What follows is an intimately deliberate story about these two people discovering something in each other that their lives didn't have before. In a new city Kate gets an apartment and administrative assistant job, befriending her coworker Diane (Darlene Hunt) but very much keeping to herself. Leaving work one night Kate foils what she presumes to be a man's suicide attempt to jump off a nearby building. That man is Frank, who sees her better than she could see him; he was atop the building to shoot a mark, a hit man going wherever the job takes him.

That scenario is an awkward twist of the meet-cute setup, but everything about Gentleman feels purposely awkward. Keaton favors long takes and quiet scenes here, and the result is less a glacial pace than a movie that doesn't telegraph where it's headed. Frank decides to pay Kate a visit at her apartment, serendipitously helping her move her Christmas tree upstairs; she, in turn, takes him to the hospital one evening when he collapses due to untreated pneumonia.

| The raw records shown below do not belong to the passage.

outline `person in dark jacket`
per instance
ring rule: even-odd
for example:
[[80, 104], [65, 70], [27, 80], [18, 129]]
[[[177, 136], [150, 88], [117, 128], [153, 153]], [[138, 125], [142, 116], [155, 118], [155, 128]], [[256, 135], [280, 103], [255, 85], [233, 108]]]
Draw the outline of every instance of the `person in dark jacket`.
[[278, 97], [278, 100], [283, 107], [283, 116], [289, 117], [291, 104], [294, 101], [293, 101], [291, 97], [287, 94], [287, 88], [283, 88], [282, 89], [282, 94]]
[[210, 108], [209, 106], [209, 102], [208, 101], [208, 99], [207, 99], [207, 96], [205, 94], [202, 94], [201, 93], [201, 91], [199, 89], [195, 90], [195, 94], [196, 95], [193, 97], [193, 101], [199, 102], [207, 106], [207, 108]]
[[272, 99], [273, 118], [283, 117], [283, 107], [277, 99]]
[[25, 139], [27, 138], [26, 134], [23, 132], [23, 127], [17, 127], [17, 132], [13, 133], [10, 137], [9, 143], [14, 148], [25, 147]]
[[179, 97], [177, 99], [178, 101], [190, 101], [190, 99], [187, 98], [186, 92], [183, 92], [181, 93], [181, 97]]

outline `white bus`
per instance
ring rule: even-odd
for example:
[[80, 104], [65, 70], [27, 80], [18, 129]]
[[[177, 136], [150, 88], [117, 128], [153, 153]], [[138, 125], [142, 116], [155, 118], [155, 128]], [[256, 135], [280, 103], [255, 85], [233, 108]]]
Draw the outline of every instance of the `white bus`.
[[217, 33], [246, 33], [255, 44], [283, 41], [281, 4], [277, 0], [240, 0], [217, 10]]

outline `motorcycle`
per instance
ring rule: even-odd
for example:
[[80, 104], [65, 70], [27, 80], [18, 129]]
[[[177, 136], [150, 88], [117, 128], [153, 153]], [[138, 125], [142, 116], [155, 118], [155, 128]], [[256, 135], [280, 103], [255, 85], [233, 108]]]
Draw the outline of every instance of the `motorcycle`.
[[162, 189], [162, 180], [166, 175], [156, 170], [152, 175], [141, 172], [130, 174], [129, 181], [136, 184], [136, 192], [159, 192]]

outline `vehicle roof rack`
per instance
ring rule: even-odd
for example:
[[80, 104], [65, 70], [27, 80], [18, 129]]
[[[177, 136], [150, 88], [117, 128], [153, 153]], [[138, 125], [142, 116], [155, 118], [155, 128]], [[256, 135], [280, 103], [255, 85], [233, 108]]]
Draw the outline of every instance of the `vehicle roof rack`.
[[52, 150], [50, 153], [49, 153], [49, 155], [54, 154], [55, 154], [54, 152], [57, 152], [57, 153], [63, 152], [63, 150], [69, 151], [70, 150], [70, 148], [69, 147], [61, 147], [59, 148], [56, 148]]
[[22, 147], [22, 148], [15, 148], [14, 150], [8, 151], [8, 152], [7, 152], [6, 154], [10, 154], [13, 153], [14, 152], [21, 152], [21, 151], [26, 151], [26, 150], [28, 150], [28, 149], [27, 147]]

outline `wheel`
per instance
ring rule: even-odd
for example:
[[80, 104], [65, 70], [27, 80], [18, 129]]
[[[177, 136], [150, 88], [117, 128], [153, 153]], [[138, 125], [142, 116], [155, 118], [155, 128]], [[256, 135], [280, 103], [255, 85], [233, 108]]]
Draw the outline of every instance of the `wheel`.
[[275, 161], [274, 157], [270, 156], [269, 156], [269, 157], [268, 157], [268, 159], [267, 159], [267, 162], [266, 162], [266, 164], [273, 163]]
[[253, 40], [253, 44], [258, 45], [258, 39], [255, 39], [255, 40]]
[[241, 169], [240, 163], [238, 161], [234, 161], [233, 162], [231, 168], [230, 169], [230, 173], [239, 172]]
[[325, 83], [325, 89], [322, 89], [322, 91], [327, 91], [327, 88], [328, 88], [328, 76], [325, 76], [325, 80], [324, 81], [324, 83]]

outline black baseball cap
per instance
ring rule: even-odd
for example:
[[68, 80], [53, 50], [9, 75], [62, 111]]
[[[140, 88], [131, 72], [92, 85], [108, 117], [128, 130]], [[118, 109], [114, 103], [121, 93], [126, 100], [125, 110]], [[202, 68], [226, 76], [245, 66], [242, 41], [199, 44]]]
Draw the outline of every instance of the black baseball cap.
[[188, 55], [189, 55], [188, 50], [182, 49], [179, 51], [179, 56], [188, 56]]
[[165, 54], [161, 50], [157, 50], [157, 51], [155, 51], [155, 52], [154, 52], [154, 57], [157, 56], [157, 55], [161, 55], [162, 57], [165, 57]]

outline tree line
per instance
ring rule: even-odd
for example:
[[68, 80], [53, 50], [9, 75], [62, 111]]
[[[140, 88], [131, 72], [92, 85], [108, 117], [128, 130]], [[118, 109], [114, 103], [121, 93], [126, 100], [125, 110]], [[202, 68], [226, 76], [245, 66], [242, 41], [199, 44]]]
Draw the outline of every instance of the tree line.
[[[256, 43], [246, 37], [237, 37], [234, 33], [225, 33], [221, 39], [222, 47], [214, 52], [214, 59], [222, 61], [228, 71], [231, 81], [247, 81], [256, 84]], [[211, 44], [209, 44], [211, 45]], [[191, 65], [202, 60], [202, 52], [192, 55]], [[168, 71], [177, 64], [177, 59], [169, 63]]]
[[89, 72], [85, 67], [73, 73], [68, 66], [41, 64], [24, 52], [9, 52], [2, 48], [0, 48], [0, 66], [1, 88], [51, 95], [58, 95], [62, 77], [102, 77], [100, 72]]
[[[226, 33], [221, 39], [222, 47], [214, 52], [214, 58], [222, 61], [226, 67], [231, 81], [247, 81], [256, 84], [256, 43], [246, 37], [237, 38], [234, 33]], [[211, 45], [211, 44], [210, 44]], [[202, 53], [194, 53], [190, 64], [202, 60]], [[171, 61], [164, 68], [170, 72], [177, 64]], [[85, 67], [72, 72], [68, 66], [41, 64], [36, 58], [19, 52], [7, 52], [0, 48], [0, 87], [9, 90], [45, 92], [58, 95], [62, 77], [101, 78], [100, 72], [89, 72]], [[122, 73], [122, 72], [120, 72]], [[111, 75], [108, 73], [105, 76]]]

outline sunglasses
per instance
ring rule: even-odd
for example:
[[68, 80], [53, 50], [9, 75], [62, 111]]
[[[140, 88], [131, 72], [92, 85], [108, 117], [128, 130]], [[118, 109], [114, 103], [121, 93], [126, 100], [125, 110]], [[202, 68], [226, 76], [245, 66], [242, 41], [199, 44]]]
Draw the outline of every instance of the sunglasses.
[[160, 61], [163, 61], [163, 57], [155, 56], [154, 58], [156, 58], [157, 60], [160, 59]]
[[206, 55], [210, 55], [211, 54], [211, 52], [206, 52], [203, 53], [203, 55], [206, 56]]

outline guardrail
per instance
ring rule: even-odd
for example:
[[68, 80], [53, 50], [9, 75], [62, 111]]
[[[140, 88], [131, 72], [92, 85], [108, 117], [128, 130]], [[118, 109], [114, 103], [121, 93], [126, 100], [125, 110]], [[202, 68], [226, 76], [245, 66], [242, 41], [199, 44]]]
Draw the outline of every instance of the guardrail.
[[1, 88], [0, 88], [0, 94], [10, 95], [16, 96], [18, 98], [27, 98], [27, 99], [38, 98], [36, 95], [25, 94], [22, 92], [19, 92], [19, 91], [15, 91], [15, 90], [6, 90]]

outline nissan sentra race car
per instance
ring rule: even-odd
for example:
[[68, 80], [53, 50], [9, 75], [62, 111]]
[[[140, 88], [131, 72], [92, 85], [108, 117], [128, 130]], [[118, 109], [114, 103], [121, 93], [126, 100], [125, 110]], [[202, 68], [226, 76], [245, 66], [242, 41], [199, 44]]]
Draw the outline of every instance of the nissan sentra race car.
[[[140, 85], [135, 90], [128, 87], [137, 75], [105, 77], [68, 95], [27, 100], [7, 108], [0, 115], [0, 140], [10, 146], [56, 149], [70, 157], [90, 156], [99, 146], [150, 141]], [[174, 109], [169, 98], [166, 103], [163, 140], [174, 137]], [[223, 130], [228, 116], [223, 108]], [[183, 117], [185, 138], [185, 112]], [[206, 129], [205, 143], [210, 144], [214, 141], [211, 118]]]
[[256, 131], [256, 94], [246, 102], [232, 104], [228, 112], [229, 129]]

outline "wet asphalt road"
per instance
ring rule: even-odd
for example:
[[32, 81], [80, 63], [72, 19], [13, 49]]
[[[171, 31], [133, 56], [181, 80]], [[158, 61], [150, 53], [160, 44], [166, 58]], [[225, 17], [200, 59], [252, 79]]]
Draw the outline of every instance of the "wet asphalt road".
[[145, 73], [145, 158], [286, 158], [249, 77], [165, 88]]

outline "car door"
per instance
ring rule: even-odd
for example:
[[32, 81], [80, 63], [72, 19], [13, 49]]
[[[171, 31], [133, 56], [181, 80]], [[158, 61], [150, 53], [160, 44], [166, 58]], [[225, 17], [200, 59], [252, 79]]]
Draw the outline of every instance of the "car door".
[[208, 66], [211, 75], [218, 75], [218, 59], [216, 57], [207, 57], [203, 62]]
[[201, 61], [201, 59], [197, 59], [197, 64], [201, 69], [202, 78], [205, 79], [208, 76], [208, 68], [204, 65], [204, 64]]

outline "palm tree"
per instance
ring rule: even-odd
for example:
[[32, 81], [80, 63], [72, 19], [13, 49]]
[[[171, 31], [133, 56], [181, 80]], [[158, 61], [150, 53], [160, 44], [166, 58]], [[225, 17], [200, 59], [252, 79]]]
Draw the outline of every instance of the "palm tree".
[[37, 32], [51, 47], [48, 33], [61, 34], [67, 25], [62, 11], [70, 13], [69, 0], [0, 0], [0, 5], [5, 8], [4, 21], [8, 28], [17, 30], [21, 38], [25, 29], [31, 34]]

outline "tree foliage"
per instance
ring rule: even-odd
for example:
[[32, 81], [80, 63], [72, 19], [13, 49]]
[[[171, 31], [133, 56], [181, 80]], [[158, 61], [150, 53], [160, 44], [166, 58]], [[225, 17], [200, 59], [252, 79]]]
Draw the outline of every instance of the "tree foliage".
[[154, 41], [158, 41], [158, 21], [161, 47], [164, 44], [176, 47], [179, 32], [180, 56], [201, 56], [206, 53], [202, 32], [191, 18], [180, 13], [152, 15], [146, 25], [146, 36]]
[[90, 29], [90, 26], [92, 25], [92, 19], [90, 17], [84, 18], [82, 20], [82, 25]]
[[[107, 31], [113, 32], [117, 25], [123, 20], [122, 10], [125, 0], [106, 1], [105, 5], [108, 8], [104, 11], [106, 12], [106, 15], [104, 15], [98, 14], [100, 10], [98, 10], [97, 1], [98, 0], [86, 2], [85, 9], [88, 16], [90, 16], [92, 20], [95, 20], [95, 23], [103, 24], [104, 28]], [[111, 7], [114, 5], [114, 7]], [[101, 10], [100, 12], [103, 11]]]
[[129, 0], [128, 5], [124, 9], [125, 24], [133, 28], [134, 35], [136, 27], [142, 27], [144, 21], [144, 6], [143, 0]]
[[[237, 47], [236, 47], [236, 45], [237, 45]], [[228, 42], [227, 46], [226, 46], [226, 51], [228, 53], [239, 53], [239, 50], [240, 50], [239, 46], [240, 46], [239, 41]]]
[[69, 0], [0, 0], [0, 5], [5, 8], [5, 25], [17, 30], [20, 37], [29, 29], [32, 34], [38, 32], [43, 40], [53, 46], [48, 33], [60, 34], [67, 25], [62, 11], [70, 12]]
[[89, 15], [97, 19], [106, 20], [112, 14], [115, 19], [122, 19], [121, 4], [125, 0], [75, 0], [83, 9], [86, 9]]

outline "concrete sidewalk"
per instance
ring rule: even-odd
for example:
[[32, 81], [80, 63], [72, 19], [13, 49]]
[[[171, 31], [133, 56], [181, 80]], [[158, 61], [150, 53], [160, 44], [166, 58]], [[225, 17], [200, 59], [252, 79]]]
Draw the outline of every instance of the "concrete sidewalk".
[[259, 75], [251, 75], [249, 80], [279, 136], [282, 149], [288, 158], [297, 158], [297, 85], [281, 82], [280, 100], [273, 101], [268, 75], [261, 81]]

Neither one is chatty and they both appreciate the shared silence. They become caring, platonic friends--and in the ways they protect that relationship, it's a friendship each may be experiencing for the first time.

But Gentleman isn't sure what to do with them. As touching as Kate and Frank's relationship becomes, Gentleman's plot is furtively banal, pushing everything toward the inevitable: Kate finding out about Frank's work, which is helped along by police detective who is interested in Kate romantically and Frank professionally. Keaton the director wisely avoids fireworks and overacting during, maintaining his movie's subdued tone, but this revelation ends up feeling emotionally mute, leading into an ending that's less moving than evasive.